Run description: We used a game to collect relevance judgements between paragraphs of the web pages and topics. CrowdFlower was only used to direct worker attention to our off-site game.
Run description: Total cost $133. A total of 6875 image judgments. Total time taken to gather judgments ~3 hours. 23 different gold standards used. 35% of the hits presented to workers were gold standards.
Run description: Mechanical Turk, with 5 documents per HIT. Quality control question per document, asking to choose between 2 sets of keywords that best describe the document, besides control of minimum time spent per document. Relevance asked with a 3-point graded scale.
Run description: Mechanical Turk, with 5 documents per HIT and topic terms highlighted inside documents. Permissive Quality control question per document, asking to choose between 2 sets of keywords that best describe the document, besides control of minimum time spent per document. Relevance asked with an unbiased slider from bad to good document, providing a direct ranking and from which binary labels can be computed.

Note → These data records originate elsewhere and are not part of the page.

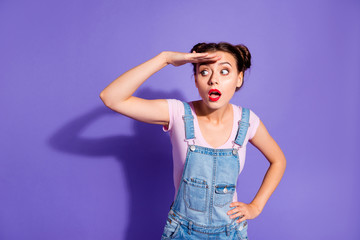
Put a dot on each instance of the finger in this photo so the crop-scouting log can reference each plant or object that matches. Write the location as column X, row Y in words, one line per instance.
column 237, row 204
column 243, row 218
column 239, row 214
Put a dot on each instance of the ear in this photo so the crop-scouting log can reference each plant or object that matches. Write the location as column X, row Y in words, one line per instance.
column 240, row 79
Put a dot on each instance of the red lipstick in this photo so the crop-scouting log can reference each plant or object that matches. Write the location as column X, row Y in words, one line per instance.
column 214, row 95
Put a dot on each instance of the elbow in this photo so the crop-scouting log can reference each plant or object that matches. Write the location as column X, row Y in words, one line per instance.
column 104, row 99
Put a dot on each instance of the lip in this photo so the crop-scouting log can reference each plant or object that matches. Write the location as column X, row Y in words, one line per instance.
column 214, row 99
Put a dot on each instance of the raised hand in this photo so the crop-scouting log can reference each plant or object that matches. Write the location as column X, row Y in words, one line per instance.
column 179, row 58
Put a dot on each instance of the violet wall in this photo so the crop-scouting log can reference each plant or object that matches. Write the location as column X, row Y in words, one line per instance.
column 72, row 169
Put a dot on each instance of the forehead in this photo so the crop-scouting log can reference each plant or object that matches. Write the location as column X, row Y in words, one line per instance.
column 225, row 58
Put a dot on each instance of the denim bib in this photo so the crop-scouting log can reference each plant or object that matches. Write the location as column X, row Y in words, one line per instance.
column 207, row 188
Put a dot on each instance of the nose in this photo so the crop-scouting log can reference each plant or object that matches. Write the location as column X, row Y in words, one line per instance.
column 214, row 79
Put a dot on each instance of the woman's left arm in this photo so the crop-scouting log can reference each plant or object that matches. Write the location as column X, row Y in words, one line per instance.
column 271, row 150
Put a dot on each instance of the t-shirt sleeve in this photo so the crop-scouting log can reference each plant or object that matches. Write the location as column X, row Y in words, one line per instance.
column 174, row 110
column 254, row 124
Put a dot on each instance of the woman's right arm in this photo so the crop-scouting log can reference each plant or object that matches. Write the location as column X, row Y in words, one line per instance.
column 118, row 94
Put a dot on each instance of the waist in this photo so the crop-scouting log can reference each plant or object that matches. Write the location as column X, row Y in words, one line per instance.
column 193, row 226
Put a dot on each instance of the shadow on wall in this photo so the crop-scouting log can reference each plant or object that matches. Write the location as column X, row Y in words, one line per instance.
column 146, row 159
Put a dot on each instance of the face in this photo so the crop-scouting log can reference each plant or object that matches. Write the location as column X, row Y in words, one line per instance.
column 217, row 81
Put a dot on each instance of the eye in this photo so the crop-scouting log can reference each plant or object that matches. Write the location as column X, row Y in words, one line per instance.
column 204, row 72
column 224, row 71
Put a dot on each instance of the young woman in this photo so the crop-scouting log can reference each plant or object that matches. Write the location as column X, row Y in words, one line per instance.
column 209, row 138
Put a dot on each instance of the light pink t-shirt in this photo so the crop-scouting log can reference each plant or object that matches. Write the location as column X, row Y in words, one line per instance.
column 176, row 129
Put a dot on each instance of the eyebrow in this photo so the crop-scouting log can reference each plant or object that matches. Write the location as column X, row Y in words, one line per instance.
column 222, row 63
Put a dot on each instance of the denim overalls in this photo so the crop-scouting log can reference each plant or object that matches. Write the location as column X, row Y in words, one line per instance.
column 206, row 189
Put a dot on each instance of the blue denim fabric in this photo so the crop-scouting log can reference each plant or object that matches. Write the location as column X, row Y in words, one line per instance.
column 206, row 190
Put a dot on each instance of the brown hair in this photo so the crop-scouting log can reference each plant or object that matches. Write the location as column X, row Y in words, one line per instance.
column 240, row 52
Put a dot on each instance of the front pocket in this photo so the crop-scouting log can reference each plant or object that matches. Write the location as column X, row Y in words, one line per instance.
column 241, row 230
column 224, row 194
column 170, row 230
column 196, row 194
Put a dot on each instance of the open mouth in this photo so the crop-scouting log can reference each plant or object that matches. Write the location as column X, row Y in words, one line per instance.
column 214, row 95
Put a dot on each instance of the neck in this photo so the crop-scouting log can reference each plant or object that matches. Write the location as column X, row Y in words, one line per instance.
column 212, row 115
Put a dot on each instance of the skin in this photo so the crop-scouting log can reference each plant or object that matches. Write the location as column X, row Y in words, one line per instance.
column 214, row 70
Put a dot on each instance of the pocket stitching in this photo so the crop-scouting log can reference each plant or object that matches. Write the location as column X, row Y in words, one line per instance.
column 203, row 185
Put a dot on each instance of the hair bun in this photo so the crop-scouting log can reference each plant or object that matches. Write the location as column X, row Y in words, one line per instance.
column 246, row 56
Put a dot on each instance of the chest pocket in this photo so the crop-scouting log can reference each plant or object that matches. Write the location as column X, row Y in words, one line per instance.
column 196, row 194
column 224, row 194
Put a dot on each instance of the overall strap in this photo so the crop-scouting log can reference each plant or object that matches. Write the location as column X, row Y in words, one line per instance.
column 188, row 122
column 243, row 126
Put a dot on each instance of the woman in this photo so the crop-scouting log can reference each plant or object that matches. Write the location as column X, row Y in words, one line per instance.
column 208, row 143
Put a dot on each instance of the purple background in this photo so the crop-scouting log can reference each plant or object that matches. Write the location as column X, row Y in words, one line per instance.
column 72, row 169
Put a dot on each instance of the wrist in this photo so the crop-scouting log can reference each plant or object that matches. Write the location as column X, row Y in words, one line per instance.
column 165, row 56
column 257, row 207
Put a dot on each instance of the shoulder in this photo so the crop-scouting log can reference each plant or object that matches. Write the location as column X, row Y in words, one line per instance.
column 176, row 111
column 254, row 120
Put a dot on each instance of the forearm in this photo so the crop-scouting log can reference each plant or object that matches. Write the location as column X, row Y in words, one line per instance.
column 269, row 184
column 125, row 85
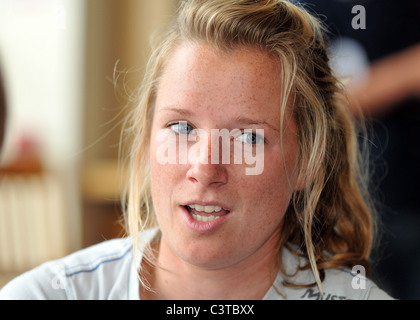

Run description: Mechanical Turk, with 5 documents per HIT. Restrictive quality control question per document, asking to choose between 2 sets of keywords that best describe the document, besides control of minimum time spent per document. Relevance asked with a biased slider from bad to good document, providing a direct ranking and from which binary labels can be computed.
Run description: GetAnotherLabel software splitting the topic set in hard and easy topics (according to wordnet), using just the best workers per topic subset.
Run description: All labels collected by a single human individual with a home grown relevance assessing platform designed for the TREC Crowd Source track. Because of bugs and topic misunderstandings, some topics were judged more than once and the last collected judgments were submitted. (This description is for run UWatCS1Human.)
Run description: First, we designed a job on CrowdFlower as the qualification test. Workers would be notified by email if the quality of their assignments on CrowdFlower meets our requirement. We ran the HITs on Amazon Mechanical Turk, by using a extenal webpage to load HITs. Workers were asked to give a binary label and a rank over a set. Each HIT contains 6 sets (30 documents). Some quality control measures had been taken by us. We used some aditional gold-sets to compute two kinds of scores of each assignment, workers would be notified automatically if they reached the threshold. On the contrary, they would be refused to submit the result. And the workers can review the reference answers of the gold set as instruction for further HITs. Assignments were automatically approved or rejected by our system, we collected 12000 labels in about 10 days. Workers could get $0.42 for every approved assignment.